Attribute 1 (<1kHz): the d.c. resistance across the surface cell layer, which gives an
indication of the integrity of the epithelial barrier.
Attribute 2 (1-100kHz): the amount of lamina propria underlying the surface cell layer.
The lamina propria provides a low resistance path in which the current does not have to
continually cross cell membranes.

Two impedance probes have been constructed to measure these epithelial attributes:

Probe A: consists of 8 electrodes of diameter 0.4mm spaced equally about a circle of
diameter 1.8mm, allowing several different tetrapolar measurements to be made. This
probe has been used to make measurements on ex-vivo samples of oesophageal tissue,
including normal squamous tissue and a range of abnormalities, such as columnar
metaplasia, dysplasia and carcinoma. There is a clear difference between squamous and
columnar tissue.
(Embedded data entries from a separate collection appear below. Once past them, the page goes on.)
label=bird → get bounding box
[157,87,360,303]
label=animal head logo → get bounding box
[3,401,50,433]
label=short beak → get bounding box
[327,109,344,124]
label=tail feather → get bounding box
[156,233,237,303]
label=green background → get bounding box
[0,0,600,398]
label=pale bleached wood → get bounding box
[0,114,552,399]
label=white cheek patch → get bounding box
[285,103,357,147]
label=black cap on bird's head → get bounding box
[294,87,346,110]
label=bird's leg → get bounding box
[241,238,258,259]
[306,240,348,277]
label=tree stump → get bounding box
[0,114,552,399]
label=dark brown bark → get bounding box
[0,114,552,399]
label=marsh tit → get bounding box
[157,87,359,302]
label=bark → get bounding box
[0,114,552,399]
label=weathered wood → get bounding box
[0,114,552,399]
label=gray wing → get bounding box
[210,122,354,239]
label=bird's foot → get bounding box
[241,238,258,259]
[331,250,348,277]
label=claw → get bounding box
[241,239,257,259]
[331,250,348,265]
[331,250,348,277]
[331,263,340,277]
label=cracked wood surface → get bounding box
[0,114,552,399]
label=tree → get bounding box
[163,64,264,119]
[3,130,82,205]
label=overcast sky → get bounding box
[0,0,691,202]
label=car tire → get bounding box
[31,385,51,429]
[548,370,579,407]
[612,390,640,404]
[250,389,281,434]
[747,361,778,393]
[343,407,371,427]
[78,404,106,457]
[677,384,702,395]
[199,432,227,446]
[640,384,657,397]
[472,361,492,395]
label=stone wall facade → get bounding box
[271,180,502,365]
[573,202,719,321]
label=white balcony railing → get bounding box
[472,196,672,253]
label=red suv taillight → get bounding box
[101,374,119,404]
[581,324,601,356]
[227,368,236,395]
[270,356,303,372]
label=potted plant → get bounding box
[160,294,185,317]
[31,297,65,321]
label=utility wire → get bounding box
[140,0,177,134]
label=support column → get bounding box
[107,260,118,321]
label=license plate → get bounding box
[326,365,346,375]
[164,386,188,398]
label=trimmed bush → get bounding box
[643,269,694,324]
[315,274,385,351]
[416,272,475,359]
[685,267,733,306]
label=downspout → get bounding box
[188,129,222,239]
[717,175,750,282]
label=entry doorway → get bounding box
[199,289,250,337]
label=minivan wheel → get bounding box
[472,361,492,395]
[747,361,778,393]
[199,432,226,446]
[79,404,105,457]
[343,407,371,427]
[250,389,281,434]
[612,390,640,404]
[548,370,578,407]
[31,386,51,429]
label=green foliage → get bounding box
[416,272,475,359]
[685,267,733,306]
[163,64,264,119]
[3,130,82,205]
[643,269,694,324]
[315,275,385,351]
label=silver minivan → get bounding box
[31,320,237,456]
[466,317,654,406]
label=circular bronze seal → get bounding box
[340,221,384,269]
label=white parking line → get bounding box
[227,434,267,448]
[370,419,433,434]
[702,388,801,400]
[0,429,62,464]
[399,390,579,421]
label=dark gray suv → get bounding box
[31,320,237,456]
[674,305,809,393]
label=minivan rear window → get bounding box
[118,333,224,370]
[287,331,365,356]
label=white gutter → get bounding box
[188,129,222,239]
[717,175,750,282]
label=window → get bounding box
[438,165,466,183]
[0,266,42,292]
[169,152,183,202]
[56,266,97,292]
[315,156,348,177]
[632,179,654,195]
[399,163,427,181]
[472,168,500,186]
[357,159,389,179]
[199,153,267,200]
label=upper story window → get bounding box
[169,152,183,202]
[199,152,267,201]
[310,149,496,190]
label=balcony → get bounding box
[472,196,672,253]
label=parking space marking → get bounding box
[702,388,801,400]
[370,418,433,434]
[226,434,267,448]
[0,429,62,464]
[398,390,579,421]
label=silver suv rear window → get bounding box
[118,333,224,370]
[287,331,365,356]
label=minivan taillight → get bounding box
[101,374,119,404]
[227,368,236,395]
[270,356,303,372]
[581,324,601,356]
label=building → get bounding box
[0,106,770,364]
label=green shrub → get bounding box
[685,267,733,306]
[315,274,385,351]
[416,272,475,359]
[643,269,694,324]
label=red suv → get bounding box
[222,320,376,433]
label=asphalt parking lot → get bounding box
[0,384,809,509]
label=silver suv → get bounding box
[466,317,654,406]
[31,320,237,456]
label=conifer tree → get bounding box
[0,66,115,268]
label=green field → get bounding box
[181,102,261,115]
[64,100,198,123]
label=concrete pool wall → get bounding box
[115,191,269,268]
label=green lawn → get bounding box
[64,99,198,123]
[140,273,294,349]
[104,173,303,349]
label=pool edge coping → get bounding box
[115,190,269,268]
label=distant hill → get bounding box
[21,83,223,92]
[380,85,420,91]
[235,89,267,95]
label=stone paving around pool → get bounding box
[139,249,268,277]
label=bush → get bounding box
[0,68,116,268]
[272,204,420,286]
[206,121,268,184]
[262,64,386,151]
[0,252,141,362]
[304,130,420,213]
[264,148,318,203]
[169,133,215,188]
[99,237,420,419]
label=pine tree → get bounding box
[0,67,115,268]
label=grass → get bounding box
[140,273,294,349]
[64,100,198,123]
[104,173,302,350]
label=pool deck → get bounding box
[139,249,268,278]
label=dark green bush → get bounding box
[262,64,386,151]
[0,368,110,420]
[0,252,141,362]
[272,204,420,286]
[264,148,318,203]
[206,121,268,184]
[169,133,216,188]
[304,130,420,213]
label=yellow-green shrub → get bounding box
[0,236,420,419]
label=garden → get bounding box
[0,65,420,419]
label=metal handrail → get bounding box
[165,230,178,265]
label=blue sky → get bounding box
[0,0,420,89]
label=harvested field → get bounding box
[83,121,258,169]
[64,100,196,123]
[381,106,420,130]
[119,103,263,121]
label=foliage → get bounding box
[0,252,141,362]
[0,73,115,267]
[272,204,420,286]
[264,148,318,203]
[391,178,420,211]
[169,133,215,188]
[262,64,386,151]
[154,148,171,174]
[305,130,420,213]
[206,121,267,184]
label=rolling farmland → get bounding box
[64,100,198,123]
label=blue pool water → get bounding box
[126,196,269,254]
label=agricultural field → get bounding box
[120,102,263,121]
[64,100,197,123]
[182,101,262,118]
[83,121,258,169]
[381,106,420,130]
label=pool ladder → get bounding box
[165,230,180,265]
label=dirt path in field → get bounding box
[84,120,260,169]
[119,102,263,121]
However, the differences between other grades of tissue (the
metaplasia/dysplasia classification being of particular clinical interest) are much less
pronounced. The impedance at 2kHz was seen to increase by a factor >2 after washing the
tissue surface with low conductivity tap water. Finite element analysis reveals a complex
inter-relationship between the epithelial attributes, the surface fluid, and the measured
impedance spectrum, which gives rise to problems in the interpretation of experimental
results.
Probe B: consists of a circular electrode concentric with a series of ring electrodes and
makes a tripolar measurement. The central drive electrode is surrounded by two receive
electrodes, then a guard electrode, and then a large outer ground electrode. The guard
electrode prevents lateral current flow through the surface fluid, and current is forced
down into the tissue. Finite element modelling shows that the surface fluid has little effect
on the measurement, and it is possible to relate the impedance spectra to the epithelial
attributes.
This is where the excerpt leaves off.